O assunto esteve em pauta na edição do programa “Comunidade em Foco”, em 28 de maio, apresentado por Juçara Terezinha e pela educadora Simone Preciozo, que já atuou como diretora de escola.

FALTA DE QUALIFICAÇÃO OU PROJETO DE PRIVATIZAÇÃO?

Juçara recordou que alguns diretores somente souberam do afastamento ao chegar à sua escola para trabalhar, sem terem sido comunicados previamente.

Simone, por sua vez, chamou a atenção para as similaridades nos perfis dos afastados: “Eles são diretores que mantêm nas escolas projetos com a comunidade, que acolhem alunos refugiados e imigrantes”. Ela também lembrou que a Secretaria Municipal de Educação não está seguindo todos os ritos para fazer tais mudanças. “São atos que caracterizam ilegalidade”, enfatizou, explicando que, por isso, alguns diretores já foram ouvidos pelo Ministério Público.

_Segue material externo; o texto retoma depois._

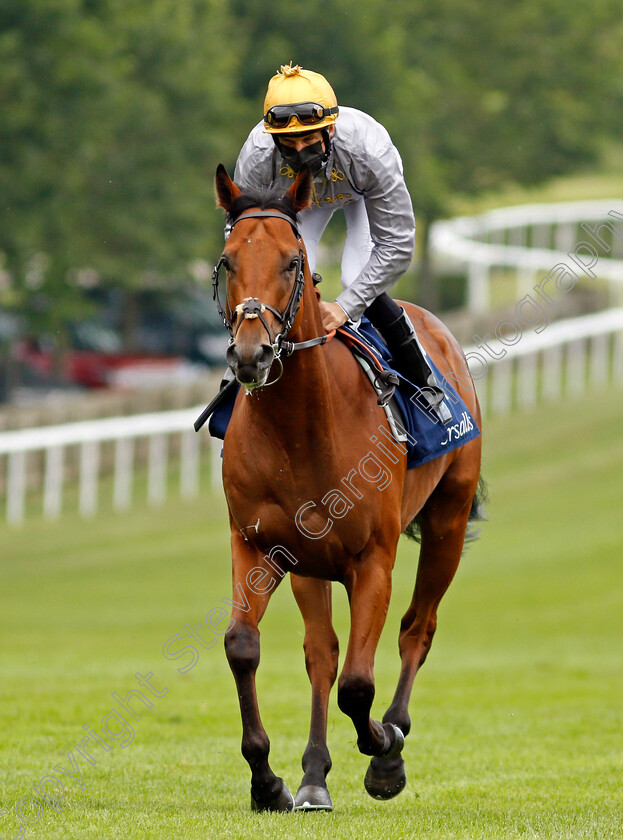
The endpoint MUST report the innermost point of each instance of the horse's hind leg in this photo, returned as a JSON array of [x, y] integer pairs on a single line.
[[369, 588], [321, 654], [443, 524], [242, 646]]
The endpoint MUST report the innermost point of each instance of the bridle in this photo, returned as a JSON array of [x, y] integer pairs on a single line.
[[254, 308]]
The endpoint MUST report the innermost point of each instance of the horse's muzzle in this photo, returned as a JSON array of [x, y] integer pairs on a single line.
[[250, 366]]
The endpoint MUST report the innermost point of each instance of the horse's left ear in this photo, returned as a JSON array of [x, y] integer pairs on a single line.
[[301, 190], [226, 191]]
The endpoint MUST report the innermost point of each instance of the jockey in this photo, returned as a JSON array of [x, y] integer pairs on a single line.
[[357, 169]]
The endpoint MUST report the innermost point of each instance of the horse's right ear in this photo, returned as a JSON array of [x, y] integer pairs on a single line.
[[226, 191]]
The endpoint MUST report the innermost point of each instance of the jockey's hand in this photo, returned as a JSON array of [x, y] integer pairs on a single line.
[[333, 316]]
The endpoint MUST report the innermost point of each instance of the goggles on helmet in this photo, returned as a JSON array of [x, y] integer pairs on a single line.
[[307, 113]]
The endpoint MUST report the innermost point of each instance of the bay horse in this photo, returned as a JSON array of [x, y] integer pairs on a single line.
[[297, 503]]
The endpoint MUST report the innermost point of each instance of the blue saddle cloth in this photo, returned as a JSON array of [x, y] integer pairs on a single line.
[[427, 437]]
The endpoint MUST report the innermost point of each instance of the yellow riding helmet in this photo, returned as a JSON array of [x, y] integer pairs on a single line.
[[301, 89]]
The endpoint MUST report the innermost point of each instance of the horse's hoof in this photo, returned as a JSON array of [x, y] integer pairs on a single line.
[[283, 801], [397, 740], [313, 798], [385, 777]]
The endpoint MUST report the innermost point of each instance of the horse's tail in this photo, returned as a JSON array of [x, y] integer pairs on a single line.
[[476, 514]]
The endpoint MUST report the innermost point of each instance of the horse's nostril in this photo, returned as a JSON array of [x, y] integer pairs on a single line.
[[264, 356]]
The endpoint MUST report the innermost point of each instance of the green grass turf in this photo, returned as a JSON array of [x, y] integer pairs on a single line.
[[517, 716]]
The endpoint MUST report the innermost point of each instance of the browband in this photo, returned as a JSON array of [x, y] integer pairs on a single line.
[[268, 214]]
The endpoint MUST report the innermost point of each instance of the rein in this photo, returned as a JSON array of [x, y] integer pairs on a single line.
[[253, 308]]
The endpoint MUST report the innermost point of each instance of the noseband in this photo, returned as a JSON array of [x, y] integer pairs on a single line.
[[253, 308]]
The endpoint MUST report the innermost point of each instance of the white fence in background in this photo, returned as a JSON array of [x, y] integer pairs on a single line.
[[532, 239], [566, 357], [89, 437]]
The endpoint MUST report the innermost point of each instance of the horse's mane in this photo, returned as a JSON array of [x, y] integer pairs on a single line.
[[268, 199]]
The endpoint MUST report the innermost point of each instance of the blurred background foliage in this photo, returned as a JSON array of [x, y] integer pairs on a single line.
[[115, 115]]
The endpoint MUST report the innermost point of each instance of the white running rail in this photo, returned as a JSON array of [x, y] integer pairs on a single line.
[[532, 239]]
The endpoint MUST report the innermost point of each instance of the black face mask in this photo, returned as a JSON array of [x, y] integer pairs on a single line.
[[314, 156]]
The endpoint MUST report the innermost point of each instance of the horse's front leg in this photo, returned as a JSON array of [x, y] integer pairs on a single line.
[[321, 653], [253, 584], [369, 589]]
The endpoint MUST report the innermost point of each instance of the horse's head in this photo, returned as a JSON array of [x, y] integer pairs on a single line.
[[264, 265]]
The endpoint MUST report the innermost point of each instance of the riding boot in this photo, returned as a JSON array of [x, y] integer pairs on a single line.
[[408, 355], [227, 386]]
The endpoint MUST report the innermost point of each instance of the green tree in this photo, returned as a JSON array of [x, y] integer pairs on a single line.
[[114, 118]]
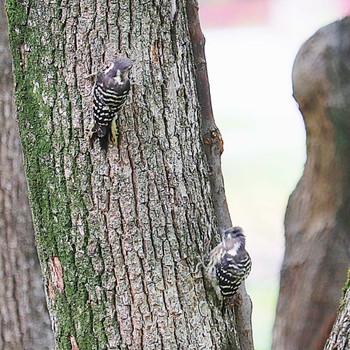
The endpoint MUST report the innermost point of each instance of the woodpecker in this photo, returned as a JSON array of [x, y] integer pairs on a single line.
[[109, 94], [229, 263]]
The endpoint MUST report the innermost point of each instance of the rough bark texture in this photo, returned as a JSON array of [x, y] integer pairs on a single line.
[[119, 234], [213, 146], [339, 338], [24, 320], [317, 219]]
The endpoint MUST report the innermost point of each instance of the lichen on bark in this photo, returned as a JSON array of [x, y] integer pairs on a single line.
[[129, 227]]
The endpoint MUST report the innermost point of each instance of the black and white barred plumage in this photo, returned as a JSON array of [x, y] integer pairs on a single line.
[[109, 94], [229, 263]]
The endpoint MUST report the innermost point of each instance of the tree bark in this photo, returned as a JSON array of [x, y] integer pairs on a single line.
[[317, 219], [119, 234], [214, 147], [24, 320], [340, 336]]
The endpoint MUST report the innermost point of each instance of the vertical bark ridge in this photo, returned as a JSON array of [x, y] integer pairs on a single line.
[[128, 226], [24, 321]]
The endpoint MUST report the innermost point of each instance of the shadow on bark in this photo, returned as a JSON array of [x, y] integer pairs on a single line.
[[24, 320]]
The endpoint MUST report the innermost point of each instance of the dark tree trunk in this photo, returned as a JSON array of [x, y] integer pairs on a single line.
[[317, 219], [339, 338], [24, 320], [119, 234]]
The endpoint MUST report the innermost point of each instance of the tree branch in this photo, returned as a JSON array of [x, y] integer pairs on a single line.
[[213, 146]]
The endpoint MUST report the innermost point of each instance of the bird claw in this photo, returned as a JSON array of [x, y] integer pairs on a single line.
[[114, 133]]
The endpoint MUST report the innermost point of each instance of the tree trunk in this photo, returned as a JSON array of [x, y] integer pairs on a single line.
[[119, 234], [24, 320], [340, 336], [317, 219]]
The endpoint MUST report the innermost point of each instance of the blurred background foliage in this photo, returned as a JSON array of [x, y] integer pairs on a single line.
[[250, 49]]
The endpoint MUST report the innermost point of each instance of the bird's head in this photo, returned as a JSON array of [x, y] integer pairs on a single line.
[[119, 69], [233, 238]]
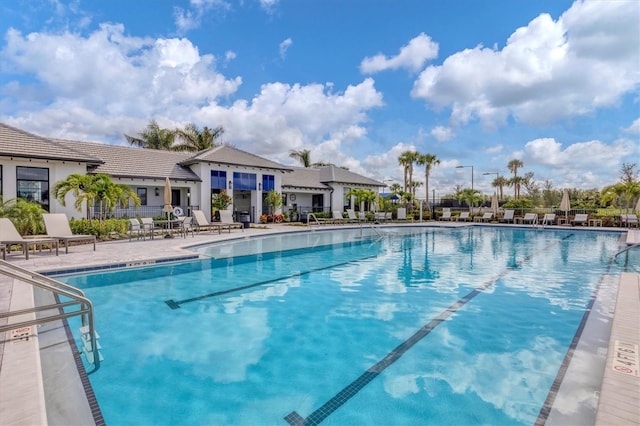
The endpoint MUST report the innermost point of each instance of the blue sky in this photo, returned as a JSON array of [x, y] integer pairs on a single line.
[[553, 83]]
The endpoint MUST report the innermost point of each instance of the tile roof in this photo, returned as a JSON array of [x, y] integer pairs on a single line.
[[124, 161], [303, 177], [332, 173], [18, 143], [225, 154]]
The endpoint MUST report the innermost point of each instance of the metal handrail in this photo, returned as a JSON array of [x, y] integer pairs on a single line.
[[76, 295]]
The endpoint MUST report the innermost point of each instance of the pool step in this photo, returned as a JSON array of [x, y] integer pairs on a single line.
[[87, 348]]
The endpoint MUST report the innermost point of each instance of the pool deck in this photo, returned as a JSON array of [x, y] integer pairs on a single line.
[[25, 400]]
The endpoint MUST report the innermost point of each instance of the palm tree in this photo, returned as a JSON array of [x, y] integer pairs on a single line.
[[193, 139], [428, 161], [303, 156], [94, 189], [500, 182], [153, 137], [513, 167], [407, 160]]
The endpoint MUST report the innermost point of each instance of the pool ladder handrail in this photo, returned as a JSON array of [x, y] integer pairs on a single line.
[[76, 295]]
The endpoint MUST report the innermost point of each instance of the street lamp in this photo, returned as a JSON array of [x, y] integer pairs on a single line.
[[492, 173], [462, 167]]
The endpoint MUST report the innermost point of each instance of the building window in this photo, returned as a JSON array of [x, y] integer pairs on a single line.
[[33, 185], [268, 183], [244, 181], [218, 179], [142, 194]]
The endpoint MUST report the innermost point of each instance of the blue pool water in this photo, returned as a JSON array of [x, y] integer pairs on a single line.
[[402, 326]]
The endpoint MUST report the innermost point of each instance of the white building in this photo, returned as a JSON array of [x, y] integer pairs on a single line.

A apresentadora e educadora enfatizou que nenhuma das qualificações que a Prefeitura pretenda oferecer a estes professores trará algo que eles já não tenham ciência, haja vista que são mestres, doutores e pós-doutores: “Não se justifica que se fale que há falta de qualificação acadêmica e profissional destes professores”.

Para Simone, não é a suposta falta de qualificação a verdadeira justificativa para os afastamentos: “Estamos acreditando que a Educação será privatizada no município, assim como a Saúde já foi. Este é o grande projeto da Prefeitura, além da educação cívico-militar, que será um projeto para as regiões periféricas, para se criar um comportamento de obediência. Esperam que o povo seja obediente a tudo”, lamentou.

Simone também ponderou que a nota obtida por estas 25 escolas no Índice de Desenvolvimento da Educação Básica (Ideb) não deve ser o único parâmetro para avaliá-las, haja vista que muitas delas se caracterizam por um fluxo flutuante de estudantes, como os filhos de migrantes, de modo que não há tempo hábil para se estabelecer um planejamento de ensino que resulte em boas notas no Ideb.

“O Ideb é um índice controverso e que não deve ser o único critério para avaliar uma escola, muito menos para punir diretores”, insistiu Simone,

Juçara, por sua vez, cobrou que a Prefeitura dê oportunidade para que os diretores expliquem por que suas escolas tiveram notas baixas e que também se avalie os fatores sociais que possam estar impactando no processo de aprendizado dos alunos.

APOIO DOS PAIS

Via chamada de vídeo, a senhora Silvana, mãe de um estudante da EMEF Espaço Bitita (antiga EMEF Infante Dom Henrique), no bairro do Canindé, relatou que a comunidade está solidária ao diretor injustamente afastado. A unidade escolar em sua gestão já foi até reconhecida pela Unesco pelo bom acolhimento que faz aos migrantes e refugiados.

Silvana disse não ter dúvidas de que a real intenção da gestão Ricardo Nunes é retirar os diretores destas escolas para poder privatizá-las depois, pois a descontinuidade dos projetos em curso levarão a resultados ainda piores: “A escola mantém muitos projetos com os alunos a partir da atual direção. Se tirar o diretor, todos estes projetos farão falta à comunidade e para as crianças”.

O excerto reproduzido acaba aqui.